Más tarde familiares y amigos hallaron trabajo en empresas petroleras. Admiraba sus agotadoras travesías en lancha, carro o autobús. A veces en todos. Mi amigo Tony además abordaba un helicóptero para llegar a plataformas en las que pasaba días a la espera del primer petróleo, que hoy evoca muy caliente, humeante, «con olor a tierra profunda, a siglos sin luz». Trabajar en “la industria” era lo natural. Yo misma me postulé para un cargo, creo que en Lagoven, asuntos de una biblioteca. Hice un larguísimo examen escrito. Cuando me llamaron para la entrevista ya me había mudado a Caracas sin vuelta atrás.
Hoy me resulta curioso que el lago, de cerca maloliente y aterrador, para mí sigue asociado a cierta ensoñación y a un acervo gastronómico. Solía ir con amigos a Santa Rosa de Agua a tomar cerveza en un palafito con rocola. Al restaurante de una marina con los mejores camarones rebosados. Con mis padres a Cabeza de Toro o Puerto Cabello, para comer pescado frito y huevas de lisa. Y un poco más allá Gato Negro, una destartalada venta de carne en brasa donde buscábamos arepas de maíz pilado.
Nada me engolosinaba más que los hogares de amigos con vistas al agua, olor a salitre, luz de agosto. Recuerdo el comedor de los Antillano Armas, abierto a una inmensidad azul. El apartamento de mi profesor Víctor Fuenmayor, en una colina redonda. La casa de los Rincón, desde donde cada 24 de julio veíamos el desfile que conmemoraba la Batalla Naval del Lago y allí a veces el aún galán Gilberto Correa, primo de ellos. Recuerdo el último apartamento de Milagros Socorro antes de mudarse a la capital, con una terraza asomada a un lago encandilante desde el que perseguí lanchas, veleros, pescadores, tanqueros, aviones, gabarras y pájaros.
Desde mi casa, por donde mirase, se distinguía un trozo de lago y siempre el mechurrio de El Tablazo, desgracia que no apagan lluvia ni ventarrones.
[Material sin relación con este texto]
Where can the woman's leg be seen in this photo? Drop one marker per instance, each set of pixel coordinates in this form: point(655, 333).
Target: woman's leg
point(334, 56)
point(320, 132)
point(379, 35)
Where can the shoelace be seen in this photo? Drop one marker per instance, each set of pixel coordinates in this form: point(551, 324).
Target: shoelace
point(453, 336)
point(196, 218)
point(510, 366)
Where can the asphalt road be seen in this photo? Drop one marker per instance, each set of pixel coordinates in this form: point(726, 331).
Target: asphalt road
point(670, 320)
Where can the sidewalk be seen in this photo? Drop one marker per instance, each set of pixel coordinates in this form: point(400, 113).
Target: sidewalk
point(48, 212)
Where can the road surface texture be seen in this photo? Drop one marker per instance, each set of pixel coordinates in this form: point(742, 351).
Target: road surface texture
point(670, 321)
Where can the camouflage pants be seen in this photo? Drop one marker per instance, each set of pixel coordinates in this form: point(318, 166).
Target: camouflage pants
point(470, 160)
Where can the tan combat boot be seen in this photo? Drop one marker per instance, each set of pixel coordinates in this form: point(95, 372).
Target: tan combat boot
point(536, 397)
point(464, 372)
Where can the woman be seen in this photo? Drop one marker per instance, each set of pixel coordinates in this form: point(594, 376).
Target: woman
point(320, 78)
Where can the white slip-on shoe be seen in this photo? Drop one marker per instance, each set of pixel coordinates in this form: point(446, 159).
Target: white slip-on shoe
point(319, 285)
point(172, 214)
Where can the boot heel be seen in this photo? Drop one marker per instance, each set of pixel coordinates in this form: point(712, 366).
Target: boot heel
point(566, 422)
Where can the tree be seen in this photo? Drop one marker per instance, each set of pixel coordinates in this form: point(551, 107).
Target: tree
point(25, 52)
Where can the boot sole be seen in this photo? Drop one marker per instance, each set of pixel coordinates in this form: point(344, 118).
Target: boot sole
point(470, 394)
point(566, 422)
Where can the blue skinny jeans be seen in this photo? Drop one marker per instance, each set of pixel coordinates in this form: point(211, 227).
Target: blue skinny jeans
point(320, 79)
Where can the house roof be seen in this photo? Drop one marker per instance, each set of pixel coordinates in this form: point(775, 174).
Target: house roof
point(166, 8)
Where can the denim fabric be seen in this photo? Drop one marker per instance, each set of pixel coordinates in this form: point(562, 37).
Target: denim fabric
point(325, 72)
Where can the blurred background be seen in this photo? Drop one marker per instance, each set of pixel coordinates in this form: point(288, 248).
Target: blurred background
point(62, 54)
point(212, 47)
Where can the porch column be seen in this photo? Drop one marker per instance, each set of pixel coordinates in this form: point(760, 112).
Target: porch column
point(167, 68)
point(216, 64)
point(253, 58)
Le encontraba cierta belleza, sobre todo en noches en las que sus llamaradas competían con los perpetuos relámpagos del Catatumbo.
Mis cuitas con el petróleo tuvieron un episodio culminante con un brevísimo novio que me “cortó las patas” porque él se veía viviendo en un campo petrolero, con una esposa y muchos hijos, y no podía imaginarme a mí allí. Hizo bien. Tampoco yo me visualizaba en una felicidad de postal postmoderna. Por aquel entonces, cuando pensaba en lo peor que podía pasarme, cuando imaginaba el lugar más lastimero para terminar mis días, venían a mi mente un campo petrolero o un pueblito del Midwest americano. Hoy sé que viviría en Iowa, en Bachaquero jamás.
La «irritable meninge negra» de la que se supone subsistiría mi generación, la de mi hijo y muchas más, es casi una mala palabra, un incordio. Pariente perverso.
Para mi mamá, que dice poquísimas groserías, sigue siendo un estimado insulto mandar a la gente a bañarse con petróleo.
De niña tenía una pesadilla recurrente: del lago se levantaba una ola oscura y colosal que avanzaba arropando la ciudad y que yo, con súper poderes mentales, conseguía detener justo antes de que llegara a mi ventana. Creía también que excavando en los patios podía hallar mene y que un día en los parques habría balancines como columpios.
Muchos en el Zulia tuvimos un pequeño imaginario asociado al petróleo. Yo, además, una genealogía. La ilusión colectiva, lejos de materializarse, encarnó en la pupila de un cíclope que hoy impide vivir en paz, que no es prieto sino rojo. Que nos traga y destierra. Que es vergüenza y desesperanza post petrolera. Que hace caminar a mi madre, a punto de olvidar que alguna vez hubo automóviles en Maracaibo.